La familia de mi padre no «se remonta» a las cruzadas, ni a Luis XV, ni siquiera a Napoleón. O mejor dicho sí, por evidentes razones lógicas y biológicas. Pero antecedentes en la historia de Francia, como decía Rimbaud, no tenemos (tampoco los tenía Rimbaud). El libro Le monde retrouvé de Louis-François Pinagot [El mundo recobrado de Louis-François Pinagot], en que el historiador Alain Corbin parte tras las «huellas de un desconocido», empieza así: «Louis-François Pinagot existió. El registro civil da fe de ello». Como a Louis-François Pinagot, a los antepasados de mi padre sólo los conocemos a través de fechas y nombres en fichas del registro civil, al ser éste la única prueba de que existieron.

La abuela paterna de mi padre, Clémence Janet, es uno de esos seres sin destino. Su partida de nacimiento y su libro de familia nos cuentan que nació en Tournus, de un padre cantero y una madre costurera. Tenía diecisiete años cuando se casó, en Lyon, en 1897. Era «empleada de la seda», así que trabajaba en un taller de seda, pero no soy capaz de entender qué quería decir eso exactamente en 1897. Estaba embarazada cuando se casó, ya que seis meses después trajo al mundo a un pequeño Antoine que sólo vivió dos semanas. De todos los niños muertos de los que se hablará en este libro, Antoine Audin es el que dejó menos huellas; no he podido resistirme a calcular que habría cumplido dieciocho años en 1915, justo a tiempo para participar en el «espantoso holocausto». La propia Clémence murió en el hospital en enero de 1901. Su hijo Louis, mi abuelo, no tenía siquiera un año. Ella tenía veintiuno.

De todas las mujeres de la familia de las que he encontrado referencias en los documentos del registro civil, ella es la única no considerada «sin profesión».

Tras la muerte de Clémence, su marido, mi bisabuelo, que se llamaba Maurice Audin, volvió a casarse. Cuántas veces habré oído a mi abuela decir que aquel nuevo matrimonio se había producido «mucho después» y que Maurice se había casado con una mujer «apenas mayor que su hijo...», cuando en realidad resulta que su matrimonio con Louise, una lavandera a la que llamaban «la Louise», tuvo lugar cuatro años después de la muerte de Clémence. En 1905, mi abuelo sólo tenía cinco años. A veces los recuerdos familiares están sesgados.

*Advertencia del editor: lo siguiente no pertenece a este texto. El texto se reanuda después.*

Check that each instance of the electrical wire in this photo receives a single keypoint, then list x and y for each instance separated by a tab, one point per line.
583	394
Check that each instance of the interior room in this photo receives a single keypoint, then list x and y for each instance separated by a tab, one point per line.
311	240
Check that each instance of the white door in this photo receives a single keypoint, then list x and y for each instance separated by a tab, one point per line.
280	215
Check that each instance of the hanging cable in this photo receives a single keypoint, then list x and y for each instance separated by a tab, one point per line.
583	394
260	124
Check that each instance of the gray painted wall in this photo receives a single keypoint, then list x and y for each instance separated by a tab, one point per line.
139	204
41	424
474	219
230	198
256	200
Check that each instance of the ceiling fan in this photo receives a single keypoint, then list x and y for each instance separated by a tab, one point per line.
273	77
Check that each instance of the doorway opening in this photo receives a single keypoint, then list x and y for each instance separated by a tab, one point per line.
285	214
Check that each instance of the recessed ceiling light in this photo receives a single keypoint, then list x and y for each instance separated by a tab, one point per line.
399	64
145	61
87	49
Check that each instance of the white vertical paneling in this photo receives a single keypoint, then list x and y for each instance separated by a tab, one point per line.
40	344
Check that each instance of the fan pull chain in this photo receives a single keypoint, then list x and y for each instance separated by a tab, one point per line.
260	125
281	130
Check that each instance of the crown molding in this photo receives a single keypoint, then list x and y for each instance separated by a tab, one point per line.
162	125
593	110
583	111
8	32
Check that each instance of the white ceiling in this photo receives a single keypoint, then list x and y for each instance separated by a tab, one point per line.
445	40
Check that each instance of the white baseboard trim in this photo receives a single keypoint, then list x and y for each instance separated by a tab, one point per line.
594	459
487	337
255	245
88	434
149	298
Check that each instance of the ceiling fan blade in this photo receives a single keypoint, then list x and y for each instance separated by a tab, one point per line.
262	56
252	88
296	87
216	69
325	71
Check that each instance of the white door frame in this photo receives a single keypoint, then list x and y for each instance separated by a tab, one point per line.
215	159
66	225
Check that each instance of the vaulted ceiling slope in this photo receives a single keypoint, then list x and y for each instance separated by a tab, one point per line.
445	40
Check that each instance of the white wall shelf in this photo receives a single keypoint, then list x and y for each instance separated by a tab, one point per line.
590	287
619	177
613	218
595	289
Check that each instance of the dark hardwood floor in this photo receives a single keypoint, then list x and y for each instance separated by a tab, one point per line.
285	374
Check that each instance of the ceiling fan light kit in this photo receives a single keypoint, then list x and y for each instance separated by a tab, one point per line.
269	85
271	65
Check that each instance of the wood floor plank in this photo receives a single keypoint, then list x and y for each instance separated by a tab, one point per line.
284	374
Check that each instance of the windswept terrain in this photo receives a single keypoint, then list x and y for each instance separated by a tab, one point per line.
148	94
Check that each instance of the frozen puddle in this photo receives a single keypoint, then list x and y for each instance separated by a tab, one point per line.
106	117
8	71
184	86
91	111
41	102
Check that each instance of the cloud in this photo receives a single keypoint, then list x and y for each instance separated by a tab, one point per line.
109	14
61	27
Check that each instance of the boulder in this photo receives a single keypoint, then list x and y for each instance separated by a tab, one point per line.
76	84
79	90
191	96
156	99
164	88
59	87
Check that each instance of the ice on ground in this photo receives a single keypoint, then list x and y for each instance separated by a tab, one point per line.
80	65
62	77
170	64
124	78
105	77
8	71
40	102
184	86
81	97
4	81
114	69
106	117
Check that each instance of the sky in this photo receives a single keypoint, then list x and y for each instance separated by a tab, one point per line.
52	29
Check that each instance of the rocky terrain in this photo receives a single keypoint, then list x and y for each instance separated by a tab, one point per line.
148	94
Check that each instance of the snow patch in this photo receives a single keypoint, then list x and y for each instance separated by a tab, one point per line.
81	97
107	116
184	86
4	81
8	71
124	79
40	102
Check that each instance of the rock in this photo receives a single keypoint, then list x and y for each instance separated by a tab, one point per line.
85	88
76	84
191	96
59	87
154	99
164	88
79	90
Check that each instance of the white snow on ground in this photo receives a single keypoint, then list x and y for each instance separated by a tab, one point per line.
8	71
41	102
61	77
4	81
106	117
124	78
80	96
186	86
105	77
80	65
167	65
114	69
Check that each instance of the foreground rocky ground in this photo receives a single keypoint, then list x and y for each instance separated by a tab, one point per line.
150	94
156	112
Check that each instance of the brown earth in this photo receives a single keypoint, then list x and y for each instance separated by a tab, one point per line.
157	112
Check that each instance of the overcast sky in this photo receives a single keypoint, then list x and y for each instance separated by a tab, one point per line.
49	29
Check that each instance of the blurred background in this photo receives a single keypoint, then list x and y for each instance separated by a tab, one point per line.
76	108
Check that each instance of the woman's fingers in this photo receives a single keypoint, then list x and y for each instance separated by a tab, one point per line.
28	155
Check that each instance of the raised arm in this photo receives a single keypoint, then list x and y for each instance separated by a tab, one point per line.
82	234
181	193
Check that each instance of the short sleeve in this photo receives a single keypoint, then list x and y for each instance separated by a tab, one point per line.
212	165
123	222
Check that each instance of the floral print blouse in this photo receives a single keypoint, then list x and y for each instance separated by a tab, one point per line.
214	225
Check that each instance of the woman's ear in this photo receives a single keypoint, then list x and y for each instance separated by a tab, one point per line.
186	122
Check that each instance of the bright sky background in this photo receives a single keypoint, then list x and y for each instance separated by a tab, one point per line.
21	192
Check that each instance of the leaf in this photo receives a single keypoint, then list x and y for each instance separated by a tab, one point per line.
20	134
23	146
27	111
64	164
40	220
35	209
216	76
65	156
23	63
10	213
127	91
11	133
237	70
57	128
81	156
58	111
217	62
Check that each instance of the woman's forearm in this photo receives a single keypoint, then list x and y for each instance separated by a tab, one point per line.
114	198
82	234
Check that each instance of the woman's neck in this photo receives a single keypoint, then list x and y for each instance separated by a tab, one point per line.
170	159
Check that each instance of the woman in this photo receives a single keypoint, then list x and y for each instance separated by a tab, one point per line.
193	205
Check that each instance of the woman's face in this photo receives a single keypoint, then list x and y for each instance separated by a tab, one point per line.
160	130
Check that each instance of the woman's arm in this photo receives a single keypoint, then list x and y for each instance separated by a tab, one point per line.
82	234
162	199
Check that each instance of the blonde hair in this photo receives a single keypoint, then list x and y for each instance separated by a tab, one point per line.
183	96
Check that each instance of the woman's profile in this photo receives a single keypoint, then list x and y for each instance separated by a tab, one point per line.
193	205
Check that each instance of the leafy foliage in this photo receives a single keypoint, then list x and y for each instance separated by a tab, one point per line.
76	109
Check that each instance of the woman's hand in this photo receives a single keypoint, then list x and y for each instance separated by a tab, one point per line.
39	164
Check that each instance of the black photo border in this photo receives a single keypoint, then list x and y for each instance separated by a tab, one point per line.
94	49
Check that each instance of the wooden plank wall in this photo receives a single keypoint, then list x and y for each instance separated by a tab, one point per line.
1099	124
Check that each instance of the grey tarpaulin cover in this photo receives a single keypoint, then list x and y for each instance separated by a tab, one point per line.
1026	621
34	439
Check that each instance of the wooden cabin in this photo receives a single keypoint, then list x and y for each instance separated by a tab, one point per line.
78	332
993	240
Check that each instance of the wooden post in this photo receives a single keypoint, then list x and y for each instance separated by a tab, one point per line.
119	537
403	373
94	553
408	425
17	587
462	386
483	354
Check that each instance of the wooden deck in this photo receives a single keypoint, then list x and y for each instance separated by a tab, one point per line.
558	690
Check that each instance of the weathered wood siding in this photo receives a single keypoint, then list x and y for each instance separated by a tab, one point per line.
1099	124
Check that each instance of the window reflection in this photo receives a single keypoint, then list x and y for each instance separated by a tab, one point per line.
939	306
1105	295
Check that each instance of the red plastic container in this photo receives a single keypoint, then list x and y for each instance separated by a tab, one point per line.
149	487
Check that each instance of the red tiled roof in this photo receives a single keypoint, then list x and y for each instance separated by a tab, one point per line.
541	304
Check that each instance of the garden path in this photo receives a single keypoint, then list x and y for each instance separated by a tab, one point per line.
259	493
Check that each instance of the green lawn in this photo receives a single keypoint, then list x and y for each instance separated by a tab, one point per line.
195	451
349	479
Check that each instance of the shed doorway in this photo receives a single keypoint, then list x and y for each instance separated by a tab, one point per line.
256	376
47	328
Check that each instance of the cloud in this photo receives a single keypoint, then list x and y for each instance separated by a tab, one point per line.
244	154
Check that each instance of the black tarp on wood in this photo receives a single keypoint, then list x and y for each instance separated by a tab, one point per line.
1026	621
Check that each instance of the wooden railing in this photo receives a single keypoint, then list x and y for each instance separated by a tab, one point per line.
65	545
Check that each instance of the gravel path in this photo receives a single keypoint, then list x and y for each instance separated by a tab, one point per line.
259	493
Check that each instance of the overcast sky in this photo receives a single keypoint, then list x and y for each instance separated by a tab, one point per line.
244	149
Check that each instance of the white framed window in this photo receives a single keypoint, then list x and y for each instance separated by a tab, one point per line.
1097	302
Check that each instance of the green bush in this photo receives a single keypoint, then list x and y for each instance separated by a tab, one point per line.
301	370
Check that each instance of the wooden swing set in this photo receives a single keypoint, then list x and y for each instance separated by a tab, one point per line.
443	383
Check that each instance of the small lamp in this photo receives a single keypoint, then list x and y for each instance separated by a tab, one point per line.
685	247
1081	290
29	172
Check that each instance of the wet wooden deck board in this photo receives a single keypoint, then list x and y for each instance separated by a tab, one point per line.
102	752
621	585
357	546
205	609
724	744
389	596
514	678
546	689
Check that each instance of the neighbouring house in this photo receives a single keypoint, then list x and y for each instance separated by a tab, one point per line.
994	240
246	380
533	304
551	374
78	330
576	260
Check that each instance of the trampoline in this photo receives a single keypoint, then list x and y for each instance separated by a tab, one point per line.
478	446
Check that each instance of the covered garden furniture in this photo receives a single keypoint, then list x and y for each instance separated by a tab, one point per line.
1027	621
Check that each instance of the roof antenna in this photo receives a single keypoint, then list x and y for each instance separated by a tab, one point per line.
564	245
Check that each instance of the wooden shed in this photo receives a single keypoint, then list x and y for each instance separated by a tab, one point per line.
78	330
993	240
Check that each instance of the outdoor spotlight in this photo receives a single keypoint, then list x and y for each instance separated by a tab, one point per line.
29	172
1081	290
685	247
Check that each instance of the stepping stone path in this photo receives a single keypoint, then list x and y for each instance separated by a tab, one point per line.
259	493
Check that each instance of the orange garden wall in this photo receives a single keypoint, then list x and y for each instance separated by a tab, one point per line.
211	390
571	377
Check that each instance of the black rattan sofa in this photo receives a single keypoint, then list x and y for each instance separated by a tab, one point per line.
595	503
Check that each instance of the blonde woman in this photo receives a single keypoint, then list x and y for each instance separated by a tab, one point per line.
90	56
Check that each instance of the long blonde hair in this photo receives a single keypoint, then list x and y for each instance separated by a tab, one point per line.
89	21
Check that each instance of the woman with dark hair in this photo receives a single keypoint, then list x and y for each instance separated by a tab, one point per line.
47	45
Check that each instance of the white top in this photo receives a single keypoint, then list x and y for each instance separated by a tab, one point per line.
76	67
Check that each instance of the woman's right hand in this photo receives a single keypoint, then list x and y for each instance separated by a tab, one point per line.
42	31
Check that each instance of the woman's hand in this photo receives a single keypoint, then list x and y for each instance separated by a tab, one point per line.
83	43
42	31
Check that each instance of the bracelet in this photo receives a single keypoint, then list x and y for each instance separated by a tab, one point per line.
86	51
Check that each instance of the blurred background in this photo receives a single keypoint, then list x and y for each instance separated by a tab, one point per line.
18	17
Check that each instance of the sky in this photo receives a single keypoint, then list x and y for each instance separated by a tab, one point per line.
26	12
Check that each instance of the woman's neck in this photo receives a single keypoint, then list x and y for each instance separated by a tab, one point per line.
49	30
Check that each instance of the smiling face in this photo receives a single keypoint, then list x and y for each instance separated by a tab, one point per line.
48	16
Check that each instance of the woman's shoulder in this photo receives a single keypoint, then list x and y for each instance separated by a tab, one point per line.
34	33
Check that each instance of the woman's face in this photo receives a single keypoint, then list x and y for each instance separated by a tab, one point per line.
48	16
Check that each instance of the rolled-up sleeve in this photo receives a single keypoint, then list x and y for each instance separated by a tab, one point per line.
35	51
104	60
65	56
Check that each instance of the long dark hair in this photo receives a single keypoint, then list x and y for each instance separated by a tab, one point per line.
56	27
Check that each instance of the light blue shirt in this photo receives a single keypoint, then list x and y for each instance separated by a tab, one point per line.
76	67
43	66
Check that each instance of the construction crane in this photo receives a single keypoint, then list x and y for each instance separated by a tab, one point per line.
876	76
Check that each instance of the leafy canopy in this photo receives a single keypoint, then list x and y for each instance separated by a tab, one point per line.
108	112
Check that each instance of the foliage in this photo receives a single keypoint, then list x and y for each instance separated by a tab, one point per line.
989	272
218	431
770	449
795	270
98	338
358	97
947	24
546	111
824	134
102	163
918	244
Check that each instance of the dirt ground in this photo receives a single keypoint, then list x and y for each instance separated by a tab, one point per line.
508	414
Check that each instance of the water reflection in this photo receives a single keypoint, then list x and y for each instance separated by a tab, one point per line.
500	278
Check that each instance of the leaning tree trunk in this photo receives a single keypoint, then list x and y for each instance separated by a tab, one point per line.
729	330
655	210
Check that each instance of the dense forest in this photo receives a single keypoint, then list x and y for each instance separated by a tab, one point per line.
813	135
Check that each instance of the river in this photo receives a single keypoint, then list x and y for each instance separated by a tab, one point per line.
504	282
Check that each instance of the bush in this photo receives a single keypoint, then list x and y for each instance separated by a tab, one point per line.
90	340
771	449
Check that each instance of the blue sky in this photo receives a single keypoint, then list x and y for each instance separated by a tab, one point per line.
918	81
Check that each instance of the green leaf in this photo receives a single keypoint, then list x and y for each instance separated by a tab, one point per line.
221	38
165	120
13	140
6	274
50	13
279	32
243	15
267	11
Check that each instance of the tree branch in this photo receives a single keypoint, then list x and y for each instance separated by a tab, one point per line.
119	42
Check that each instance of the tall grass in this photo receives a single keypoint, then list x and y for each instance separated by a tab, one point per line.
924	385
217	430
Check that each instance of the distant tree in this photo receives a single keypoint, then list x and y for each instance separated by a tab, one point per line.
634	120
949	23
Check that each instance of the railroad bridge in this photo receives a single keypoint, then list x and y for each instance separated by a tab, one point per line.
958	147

La partida de nacimiento de este primer Maurice Audin, mi bisabuelo, no contiene la fecha de su muerte. Murió en 1917 de una tuberculosis que contrajo en el ejército, de manera que fue una de las víctimas de la carnicería que resultó ser la Primera Guerra Mundial. Pero él no es uno de los «muertos por Francia», así que no figura en el sitio de internet «Memoria de los Hombres» del Ministerio de Defensa. Sin embargo, allí sí aparecen soldados muertos de tuberculosis o de gripe española. Sus familias estaban mejor informadas. Ni siquiera el registro civil es igualitario: nadie pidió la mención «muerto por Francia» para Maurice Audin, obrero lionés.